To use the right model and analysis I have a dataset, data, that contains user, game_played, amount_spent  and amount_won. So head(data) gives
user  game  amount_spent  amount_won
14    4     186           120
14    2     200           80
10    2     65            100

I want to investigate why a user stops playing: is it because of the game or/and if a user loses? 
What would be the right way to do this?
My approach would be this:
We divide data in two groups good and bad where good contains users that play for a long time whereas bad contains user that stop playing very fast. Then one way is to find the most popular game for a fixed user in the two group and test if there is a difference. 
Another way is to calculate amount_spent-amount_won for users in the two group and then test if there is a difference between the two groups.
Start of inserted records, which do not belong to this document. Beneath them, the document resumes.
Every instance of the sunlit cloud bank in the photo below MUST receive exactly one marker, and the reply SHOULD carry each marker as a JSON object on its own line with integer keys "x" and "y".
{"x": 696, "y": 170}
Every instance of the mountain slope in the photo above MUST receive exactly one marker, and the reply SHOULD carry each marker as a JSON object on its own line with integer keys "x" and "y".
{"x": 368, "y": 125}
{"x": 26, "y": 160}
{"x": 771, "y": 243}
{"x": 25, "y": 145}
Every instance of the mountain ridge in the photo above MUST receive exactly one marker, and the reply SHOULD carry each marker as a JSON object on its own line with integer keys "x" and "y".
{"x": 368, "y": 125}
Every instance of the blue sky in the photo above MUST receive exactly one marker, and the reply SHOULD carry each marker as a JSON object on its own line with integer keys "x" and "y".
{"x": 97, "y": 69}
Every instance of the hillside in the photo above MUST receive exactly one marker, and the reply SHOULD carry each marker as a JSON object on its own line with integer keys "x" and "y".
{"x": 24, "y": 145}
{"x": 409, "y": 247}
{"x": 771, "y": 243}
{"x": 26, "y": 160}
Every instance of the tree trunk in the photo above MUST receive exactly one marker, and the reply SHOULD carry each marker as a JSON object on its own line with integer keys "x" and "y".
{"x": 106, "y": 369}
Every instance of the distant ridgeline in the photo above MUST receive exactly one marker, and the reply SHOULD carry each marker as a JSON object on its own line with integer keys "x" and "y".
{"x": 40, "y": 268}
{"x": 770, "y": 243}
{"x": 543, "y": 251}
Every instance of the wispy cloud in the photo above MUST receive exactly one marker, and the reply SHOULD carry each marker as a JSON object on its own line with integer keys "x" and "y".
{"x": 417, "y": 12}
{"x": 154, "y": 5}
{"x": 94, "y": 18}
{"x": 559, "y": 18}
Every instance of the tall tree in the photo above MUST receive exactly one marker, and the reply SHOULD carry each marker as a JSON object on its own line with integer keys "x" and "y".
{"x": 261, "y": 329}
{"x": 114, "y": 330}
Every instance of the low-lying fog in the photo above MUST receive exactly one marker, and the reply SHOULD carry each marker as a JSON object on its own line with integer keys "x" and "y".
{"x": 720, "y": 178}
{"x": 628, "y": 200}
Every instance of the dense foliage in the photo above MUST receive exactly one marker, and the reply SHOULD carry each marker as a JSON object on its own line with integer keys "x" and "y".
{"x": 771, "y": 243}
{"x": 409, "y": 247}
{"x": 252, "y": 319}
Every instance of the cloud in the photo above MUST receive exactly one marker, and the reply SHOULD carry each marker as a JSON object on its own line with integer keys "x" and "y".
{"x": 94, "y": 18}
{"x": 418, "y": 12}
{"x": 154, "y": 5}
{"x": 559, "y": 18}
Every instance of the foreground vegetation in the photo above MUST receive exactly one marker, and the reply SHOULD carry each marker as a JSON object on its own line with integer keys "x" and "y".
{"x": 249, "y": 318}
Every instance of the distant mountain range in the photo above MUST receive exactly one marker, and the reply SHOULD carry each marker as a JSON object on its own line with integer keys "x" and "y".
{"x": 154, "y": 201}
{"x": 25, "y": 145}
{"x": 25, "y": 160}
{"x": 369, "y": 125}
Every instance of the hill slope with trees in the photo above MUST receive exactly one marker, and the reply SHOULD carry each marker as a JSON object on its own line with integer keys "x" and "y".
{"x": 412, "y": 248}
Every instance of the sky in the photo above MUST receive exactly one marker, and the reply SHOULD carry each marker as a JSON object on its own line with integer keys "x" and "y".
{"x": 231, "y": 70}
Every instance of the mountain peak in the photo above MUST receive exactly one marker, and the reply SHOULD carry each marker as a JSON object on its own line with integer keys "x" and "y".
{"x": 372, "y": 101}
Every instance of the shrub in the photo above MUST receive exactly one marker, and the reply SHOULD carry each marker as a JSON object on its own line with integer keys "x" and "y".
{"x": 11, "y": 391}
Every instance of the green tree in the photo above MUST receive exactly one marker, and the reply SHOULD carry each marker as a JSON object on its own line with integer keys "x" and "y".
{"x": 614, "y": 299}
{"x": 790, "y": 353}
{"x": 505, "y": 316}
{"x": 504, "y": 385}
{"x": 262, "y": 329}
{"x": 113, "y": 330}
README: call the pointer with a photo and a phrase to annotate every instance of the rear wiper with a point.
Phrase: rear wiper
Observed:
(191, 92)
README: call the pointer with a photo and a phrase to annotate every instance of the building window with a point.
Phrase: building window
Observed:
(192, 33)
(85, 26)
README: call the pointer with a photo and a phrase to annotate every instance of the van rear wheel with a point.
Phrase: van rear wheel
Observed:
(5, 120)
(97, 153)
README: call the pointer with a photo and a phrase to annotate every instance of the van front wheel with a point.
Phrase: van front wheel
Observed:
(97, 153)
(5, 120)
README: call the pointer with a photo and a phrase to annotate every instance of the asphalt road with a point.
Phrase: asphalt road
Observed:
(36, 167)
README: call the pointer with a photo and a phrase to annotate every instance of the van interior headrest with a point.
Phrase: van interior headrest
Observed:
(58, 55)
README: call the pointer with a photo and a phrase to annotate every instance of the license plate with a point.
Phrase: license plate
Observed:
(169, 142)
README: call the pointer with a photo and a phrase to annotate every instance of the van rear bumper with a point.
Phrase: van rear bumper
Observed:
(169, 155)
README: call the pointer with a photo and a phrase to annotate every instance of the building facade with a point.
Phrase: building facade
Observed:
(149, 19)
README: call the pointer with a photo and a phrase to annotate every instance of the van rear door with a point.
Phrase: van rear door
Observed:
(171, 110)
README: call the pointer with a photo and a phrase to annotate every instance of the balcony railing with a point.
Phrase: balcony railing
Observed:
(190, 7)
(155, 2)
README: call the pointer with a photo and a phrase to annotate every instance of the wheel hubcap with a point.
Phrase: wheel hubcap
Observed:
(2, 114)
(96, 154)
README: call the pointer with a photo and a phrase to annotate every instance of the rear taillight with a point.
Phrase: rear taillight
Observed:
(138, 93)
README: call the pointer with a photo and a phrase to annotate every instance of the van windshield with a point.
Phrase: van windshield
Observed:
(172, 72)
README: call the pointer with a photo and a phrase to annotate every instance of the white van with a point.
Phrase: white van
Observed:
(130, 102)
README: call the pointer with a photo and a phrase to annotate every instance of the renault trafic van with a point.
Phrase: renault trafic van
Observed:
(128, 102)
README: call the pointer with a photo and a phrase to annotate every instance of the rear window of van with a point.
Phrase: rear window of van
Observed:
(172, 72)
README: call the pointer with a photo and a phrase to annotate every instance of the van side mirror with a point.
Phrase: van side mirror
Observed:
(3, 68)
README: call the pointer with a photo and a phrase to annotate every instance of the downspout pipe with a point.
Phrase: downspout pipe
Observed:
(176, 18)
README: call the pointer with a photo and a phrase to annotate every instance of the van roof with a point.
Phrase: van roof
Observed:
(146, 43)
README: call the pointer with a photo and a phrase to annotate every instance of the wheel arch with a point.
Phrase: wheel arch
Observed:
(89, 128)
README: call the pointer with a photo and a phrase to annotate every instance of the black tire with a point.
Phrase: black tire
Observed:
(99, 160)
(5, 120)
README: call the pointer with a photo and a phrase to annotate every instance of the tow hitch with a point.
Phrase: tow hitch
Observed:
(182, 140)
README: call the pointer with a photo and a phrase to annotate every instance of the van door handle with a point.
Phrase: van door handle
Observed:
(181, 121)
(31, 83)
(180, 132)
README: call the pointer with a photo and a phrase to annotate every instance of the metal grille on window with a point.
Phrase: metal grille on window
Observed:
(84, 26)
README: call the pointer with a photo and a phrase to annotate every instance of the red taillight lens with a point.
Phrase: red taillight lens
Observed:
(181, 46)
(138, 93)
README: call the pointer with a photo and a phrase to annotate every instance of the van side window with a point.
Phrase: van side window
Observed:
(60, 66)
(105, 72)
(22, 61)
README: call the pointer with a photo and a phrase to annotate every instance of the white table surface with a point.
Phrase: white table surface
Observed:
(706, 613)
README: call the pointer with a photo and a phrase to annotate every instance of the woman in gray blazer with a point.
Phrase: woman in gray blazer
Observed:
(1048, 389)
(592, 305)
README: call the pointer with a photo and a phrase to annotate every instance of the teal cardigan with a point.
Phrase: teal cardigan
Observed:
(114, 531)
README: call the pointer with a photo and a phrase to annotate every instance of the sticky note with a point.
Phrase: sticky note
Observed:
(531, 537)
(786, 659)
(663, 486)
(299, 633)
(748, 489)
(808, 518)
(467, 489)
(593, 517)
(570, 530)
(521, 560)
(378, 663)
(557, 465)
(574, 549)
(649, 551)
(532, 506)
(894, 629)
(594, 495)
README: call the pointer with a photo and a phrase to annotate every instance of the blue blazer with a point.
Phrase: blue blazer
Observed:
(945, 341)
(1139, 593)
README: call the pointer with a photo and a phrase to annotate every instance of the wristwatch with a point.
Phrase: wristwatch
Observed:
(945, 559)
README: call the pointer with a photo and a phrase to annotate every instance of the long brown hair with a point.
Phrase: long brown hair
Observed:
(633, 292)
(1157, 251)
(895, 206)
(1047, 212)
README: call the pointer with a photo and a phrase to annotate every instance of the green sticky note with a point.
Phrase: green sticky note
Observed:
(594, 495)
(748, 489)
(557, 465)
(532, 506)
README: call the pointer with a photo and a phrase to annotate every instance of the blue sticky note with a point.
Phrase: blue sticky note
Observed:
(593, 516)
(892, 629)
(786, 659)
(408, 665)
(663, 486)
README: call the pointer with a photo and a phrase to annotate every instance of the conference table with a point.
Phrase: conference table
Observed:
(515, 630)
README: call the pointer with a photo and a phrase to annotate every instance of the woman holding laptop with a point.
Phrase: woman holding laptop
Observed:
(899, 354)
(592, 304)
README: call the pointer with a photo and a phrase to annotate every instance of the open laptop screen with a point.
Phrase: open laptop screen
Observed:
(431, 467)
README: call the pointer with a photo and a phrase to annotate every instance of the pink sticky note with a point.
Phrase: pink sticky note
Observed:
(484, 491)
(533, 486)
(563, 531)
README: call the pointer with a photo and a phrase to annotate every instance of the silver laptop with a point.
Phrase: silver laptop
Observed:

Is this the right approach or is there a better one?
 A: It is worth noting that a statistician should not look for "causation" as much as "association." There is no statistical method for identifying causation. In addition, the data set does not appear to have a variable that indicates when the user begins playing a game and when he stops playing a game. A user is always going to stop playing a game at some point since nobody lives forever, so what you actually want to know is whether or not the type of game/amount spent/amount won have an association with the length of time that a user plays a specific game or with the length of time that the user plays in total between games. So, the first two points that need to be understood are these: 1) when reporting findings, report them in terms of association, not causation, and 2) a variable needs to be created that indicates the length of play.
Once this variable is created, you should analyze scatter plot relationships of your variables, i.e. game type versus length of play, amount spent versus length of play, etc. to see if there is an identifiable relationship between your dependent variable (length of play) and any of your independent variables. The scatter plot analysis will also help you identify what kind of relationship that the two may exhibit. For example, what if the length of play has a logarithmic relationship to amount spent? Or, what if the relationship is non-linear in such a way that it cannot be transformed into a linear regression equation without also transforming the dependent variable? Knowing these details prior to fitting a model is important. 
Once you have made an educated guess on your relationships after visual analysis of your scatter plots, you can then fit a regression model to the relationship. I would strongly recommend keeping the model linear if at all possible due to the wealth of theory that exists to support interpretation of the model. Several transformations exist, such as exponential, quadratic, and reciprocal transformations that will allow you to preserve the relationship in a linear format. If the relationship is truly non-linear and cannot be transformed in a way that preserves standard linear regression format (such as a power transformation), I would recommend using a generalized additive model to describe the relationship--the interpretation of such a model, though, is a different question entirely. Lastly, if you plan on creating a multiple regression model with multiple independent variables to your dependent, I would analyze correlations between your independent variables to see if any multi-collinearity may exist, in which case you would probably want to exclude one of the highly correlated variables (although is, too, can be a separate question).
I hope that this answer helps, and good luck!